Völlig offen präsentiert sich nach den ersten beiden Spieltagen der EuroChallenge die Göttinger Gruppe I, in der alle vier Teams jeweils 1:1 Siege aufweisen. Mit Göttingen und den Eiffel Towers Den Bosch treffen dabei am Dienstag die beiden Pechvögel des letzten Spieltages aufeinander: Während die Göttinger nach Verlängerung unglücklich in Samara verloren, erwischte es die vom früheren Trierer bzw. Oldenburger Trainer Don Beck angeführten Holländer ebenfalls in der Nachspielzeit bei AEL Limassol (85:87). Umso wichtiger ist es für die Göttinger jetzt, sich in der eigenen Lokhalle keine Blöße zu geben, denn Heimniederlagen werden sich in dieser engen Gruppe nur schwer kompensieren lassen.
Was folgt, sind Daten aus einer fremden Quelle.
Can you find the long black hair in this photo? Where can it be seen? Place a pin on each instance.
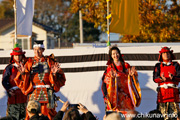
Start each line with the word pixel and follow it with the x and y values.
pixel 120 58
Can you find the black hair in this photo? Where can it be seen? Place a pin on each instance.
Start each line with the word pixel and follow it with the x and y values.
pixel 120 58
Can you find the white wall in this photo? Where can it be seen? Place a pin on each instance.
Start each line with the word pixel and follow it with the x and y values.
pixel 85 87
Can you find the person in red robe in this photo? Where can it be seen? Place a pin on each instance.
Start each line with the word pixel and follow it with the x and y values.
pixel 115 83
pixel 41 77
pixel 167 75
pixel 16 105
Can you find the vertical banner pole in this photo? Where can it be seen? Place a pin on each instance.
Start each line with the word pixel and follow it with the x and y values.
pixel 15 21
pixel 108 33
Den Bosch rangiert in der holländischen Liga zwar nur auf den dritten Platz, kommt aber nach einem souveränen 90:77-Auswärtssieg beim Tabellenführer Groningen am vergangenen Samstag mit breiter Brust an die Leine. Das auf ein sehr strukturiertes Zusammenspiel angelegte Spiel Den Boschs scheint sich zum Saisonende hin auszuzahlen. Der flinke US-Spielmacher Dean Oliver, mit 6,4 Assists pro Spiel der beste Passgeber aller Last16-Teams und in der sehr großen Startformation der einzige Spieler unter zwei Meter, war mit 22 Punkten in Groningen auch Den Boschs Topscorer, gefolgt von Power Forward Jerome Beasley (18), Nationalspieler Kees Akerboom, Center Peter van Paassen (11) und Spielmacher Rogier Jansen (11).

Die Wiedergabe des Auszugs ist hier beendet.